On Behalf of | Oct 7, 2013 | Healthcare Law

The Department of Health

Publishes Draft Certificate of Public Advantage (COPA) Regulations

As integration and collaboration among healthcare providers, payors and other healthcare entities increase due to state and federal healthcare reform initiatives, so too have significant concerns arisen among market participants relating to antitrust liability.   Examples of such collaborations could include: (1) the sharing, allocation or referral of patients, personnel, instructional programs, resources, facilities and equipment; (2) the implementation of clinical integration programs and payment mechanisms; (3) asset or stock acquisitions, mergers and joint ventures; and (4) joint negotiation efforts by providers against payors.  Depending on the facts, circumstances and relationship among the parties to such agreements, the participants may be susceptible to claims of anticompetitive conduct and/or violations of federal antitrust laws.

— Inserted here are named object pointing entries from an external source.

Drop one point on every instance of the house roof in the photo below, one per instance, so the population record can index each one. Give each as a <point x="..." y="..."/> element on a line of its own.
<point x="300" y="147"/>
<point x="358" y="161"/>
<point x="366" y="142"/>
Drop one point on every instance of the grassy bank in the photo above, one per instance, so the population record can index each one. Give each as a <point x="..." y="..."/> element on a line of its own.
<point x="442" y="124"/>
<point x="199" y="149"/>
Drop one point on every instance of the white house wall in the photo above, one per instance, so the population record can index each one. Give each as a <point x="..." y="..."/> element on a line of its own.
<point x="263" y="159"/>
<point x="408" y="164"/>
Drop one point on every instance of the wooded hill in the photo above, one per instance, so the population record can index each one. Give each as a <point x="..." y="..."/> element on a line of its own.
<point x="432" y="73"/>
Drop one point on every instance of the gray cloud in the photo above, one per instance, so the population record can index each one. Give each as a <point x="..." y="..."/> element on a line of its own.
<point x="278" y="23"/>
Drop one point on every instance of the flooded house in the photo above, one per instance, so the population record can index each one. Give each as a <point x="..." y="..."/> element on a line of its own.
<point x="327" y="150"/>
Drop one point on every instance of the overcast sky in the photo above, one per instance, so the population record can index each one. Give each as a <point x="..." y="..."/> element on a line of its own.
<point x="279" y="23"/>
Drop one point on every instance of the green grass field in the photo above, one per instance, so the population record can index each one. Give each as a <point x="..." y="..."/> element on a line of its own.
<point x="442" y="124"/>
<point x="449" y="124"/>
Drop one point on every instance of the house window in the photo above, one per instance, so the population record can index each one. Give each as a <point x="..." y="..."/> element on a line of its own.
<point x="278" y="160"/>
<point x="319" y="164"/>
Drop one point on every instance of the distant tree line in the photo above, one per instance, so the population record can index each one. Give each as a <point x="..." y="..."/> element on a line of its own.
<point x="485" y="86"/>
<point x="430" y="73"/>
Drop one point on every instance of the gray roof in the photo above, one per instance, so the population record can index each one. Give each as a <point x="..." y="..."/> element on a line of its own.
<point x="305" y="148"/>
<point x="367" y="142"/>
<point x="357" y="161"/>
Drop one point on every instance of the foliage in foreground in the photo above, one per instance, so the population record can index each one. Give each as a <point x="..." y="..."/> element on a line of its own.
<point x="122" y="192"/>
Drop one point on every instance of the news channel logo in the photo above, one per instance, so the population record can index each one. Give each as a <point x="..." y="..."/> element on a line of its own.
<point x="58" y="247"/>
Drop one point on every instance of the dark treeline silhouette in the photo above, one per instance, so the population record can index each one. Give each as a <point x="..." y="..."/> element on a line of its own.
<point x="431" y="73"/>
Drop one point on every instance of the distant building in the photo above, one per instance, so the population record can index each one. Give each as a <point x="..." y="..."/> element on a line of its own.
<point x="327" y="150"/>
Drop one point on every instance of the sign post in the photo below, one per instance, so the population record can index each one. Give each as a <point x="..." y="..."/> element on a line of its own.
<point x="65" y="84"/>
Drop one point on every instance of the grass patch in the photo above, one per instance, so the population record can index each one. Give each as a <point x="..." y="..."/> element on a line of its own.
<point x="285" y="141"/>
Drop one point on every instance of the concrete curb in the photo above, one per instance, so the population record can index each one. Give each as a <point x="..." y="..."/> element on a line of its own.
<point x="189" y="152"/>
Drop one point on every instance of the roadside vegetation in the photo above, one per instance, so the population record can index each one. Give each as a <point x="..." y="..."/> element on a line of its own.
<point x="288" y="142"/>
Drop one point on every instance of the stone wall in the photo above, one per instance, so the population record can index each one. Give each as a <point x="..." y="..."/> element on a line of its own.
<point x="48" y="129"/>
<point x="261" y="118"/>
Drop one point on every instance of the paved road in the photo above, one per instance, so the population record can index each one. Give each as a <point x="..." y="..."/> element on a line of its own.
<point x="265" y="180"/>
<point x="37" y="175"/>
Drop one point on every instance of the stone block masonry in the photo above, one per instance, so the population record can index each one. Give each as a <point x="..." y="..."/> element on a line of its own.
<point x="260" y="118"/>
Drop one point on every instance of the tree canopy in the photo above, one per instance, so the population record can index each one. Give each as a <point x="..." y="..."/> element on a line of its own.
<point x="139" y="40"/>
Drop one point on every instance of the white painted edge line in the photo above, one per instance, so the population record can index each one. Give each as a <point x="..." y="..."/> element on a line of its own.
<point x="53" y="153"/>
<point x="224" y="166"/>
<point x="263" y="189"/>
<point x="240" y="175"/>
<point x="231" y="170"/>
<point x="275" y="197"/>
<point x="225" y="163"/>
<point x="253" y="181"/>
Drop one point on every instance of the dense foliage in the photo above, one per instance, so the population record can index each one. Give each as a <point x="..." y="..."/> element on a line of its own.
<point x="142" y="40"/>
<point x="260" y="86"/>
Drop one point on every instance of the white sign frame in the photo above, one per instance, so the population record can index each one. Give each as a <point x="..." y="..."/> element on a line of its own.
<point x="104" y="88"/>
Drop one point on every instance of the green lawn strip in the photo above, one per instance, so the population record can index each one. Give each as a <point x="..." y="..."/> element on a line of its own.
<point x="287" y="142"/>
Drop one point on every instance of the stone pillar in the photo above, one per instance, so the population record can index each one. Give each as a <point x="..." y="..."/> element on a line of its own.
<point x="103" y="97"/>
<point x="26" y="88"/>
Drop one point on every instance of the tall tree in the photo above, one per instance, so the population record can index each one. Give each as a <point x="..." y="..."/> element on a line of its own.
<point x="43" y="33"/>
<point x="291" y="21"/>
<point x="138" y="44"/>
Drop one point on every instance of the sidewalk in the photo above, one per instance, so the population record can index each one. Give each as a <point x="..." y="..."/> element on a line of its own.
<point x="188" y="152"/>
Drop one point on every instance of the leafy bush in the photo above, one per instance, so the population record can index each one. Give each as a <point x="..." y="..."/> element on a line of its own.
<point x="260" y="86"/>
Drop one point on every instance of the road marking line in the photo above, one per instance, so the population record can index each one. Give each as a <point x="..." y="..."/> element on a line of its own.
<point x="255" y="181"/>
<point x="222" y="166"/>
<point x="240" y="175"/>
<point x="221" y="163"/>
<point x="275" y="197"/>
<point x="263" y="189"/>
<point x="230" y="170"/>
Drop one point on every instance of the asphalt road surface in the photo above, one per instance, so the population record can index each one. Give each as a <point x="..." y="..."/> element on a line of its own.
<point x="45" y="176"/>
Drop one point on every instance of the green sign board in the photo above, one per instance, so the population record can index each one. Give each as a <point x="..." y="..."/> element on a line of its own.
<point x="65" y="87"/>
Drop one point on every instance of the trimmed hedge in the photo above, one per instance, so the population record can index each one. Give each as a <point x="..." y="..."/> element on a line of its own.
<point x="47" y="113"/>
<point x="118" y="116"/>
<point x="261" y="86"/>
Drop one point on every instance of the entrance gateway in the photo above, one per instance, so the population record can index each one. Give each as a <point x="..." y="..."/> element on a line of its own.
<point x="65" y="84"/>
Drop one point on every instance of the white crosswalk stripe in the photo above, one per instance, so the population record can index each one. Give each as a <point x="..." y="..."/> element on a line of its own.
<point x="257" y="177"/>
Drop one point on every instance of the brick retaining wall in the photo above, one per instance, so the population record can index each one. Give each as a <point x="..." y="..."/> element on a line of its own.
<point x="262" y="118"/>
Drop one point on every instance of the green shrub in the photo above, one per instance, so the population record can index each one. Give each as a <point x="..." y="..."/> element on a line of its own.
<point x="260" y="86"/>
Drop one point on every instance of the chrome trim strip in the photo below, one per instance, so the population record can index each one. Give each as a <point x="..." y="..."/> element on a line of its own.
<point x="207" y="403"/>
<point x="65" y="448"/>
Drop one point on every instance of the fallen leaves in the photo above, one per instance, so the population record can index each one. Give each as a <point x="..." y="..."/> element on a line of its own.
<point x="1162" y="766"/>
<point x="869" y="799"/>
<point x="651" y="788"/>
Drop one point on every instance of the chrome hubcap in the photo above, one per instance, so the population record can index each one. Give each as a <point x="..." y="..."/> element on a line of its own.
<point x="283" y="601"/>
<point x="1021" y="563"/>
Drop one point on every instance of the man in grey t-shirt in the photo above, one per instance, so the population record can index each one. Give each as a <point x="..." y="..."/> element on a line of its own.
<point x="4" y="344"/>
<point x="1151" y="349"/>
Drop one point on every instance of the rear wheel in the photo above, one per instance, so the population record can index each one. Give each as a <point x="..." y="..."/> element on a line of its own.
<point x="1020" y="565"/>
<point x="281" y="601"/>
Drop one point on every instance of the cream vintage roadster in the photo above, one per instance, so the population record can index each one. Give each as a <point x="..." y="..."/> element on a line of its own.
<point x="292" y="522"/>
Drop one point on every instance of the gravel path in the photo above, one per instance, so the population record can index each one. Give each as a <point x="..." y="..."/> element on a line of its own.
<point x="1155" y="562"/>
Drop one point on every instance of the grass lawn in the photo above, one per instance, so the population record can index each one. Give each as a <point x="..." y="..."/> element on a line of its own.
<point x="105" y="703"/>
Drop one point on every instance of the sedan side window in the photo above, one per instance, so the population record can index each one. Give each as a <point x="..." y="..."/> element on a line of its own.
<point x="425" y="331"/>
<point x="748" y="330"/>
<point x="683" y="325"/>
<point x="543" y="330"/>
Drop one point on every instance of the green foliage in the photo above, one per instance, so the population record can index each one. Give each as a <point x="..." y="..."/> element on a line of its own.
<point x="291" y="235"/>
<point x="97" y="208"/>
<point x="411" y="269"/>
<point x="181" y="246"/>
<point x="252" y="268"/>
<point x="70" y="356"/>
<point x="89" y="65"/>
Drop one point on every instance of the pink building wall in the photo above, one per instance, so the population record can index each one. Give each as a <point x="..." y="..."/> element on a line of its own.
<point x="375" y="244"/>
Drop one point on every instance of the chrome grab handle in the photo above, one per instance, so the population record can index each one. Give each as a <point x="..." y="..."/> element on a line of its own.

Federal antitrust case law provides for a “state action immunity” for certain transactions that potentially have an anticompetitive effect, provided that: (i) there is a clearly articulated state policy to immunize from federal antitrust laws transactions of the type being undertaken, and (ii) the state will engage in active supervision of the transaction.  In 2011, New York Public Health Law (“PHL”) §2999-aa codified New York’s clear state policy to immunize certain healthcare transactions from state and federal antitrust laws, and set forth a framework for government involvement in efforts by separate healthcare entities to work collaboratively in negotiations with payors without running afoul of the antitrust laws.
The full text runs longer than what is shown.